I need my laptop for my job but I understand they may be a bit culturally sensitive. I don't have anything pornographic or excessively violent but have a good few TV programmes and some movies including Fiddler on the Roof some of which might be rated but all of them will have been o general release in the UK.

I also have some clips of TV programmes such as The Fast Show, Vicar of Dibley and assorted comedy and drama shows from youtube.

Can anyone tell me whether they will check my laptop on entry and if they do will these sorts of things cause a problem. Will any "offending" items simply be removed.

Is there a chance they will take the laptop to check and delete any items they dont like.

Clearly I can tranfer this stuff to external USB drive and if i do this will they take that instead if necesary.

Anyone else been worried about this and any advice?

Ta


----------



## Gavtek (Aug 23, 2009)

They won't check it, don't worry about anything like that. If you're really worried, a hidden folder in the System folder of your hard drive named somethng like 'temp files' is the best place to store them, but it shouldn't be necessary.


----------



## Mr Rossi (May 16, 2009)

thriftybrit said:


> Vicar of Dibley


This should be enough to refuse you entry alone!






(PS. You'll be fine)


----------



## Elphaba (Jan 24, 2008)

The chances of you being stopped and your laptop being searched are very remote. I must have travelled in and out of Dubai airport 40+ times over the past six years, always with a laptop, and I have never been stopped once.

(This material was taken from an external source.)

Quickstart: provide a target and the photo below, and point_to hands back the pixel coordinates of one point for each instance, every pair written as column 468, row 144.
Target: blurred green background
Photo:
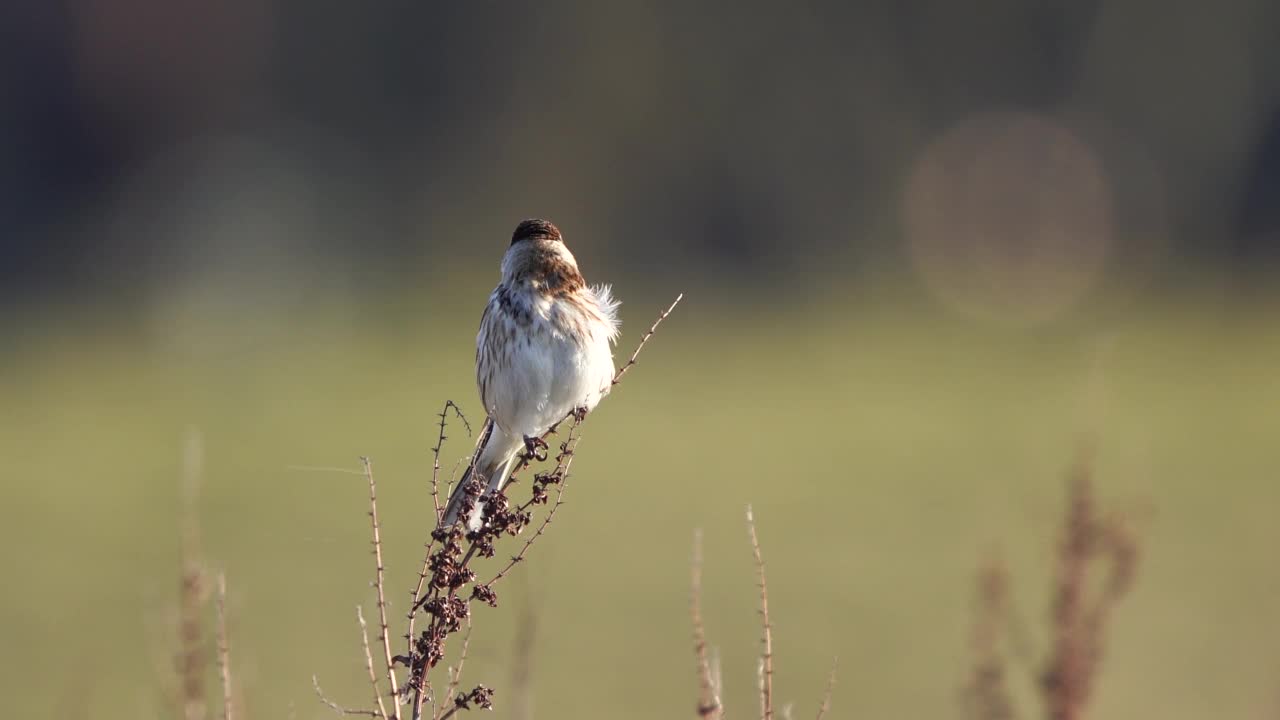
column 928, row 253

I just get stopped at flipping Gatwick most times


----------



## thriftybrit (Aug 5, 2011)

Thanks for the replies, very helpful and I am not so concerned now.

Point taken Mr Rossi, I will encrypt the Vicar of Dibley just in case.


----------



## Belgian Brit (Apr 7, 2011)

Yep, I can echo the views/experiences of others - had no problem arriving with my laptop and went to Doha last weekend with it, and no issues on arrival again. You'll be fine.


----------



## Steve2622 (Aug 10, 2011)

I brought in my laptop and a xbox 360 in my carry on luggage, and a removable hard drive in my hold luggage. Barely an eyelash fluttered at any of it. The most I got was an odd look from security when they x-rayed my bag coming off the plane and was delt with "Can't do without computer games" Security guy laughs and I walk on thru...


----------



## CDN2012 (Jun 15, 2011)

if you have files from work put them on a cloud drive like dropbox or skydrive and when you touch down and get internet again just download them back to your hard drive. But like everyone said your laptop probably wont be searched. I have never had mine searched.


----------



## LizG (Nov 13, 2011)

Travelled into Dubai with husband last week and neither of us had laptops checked.


----------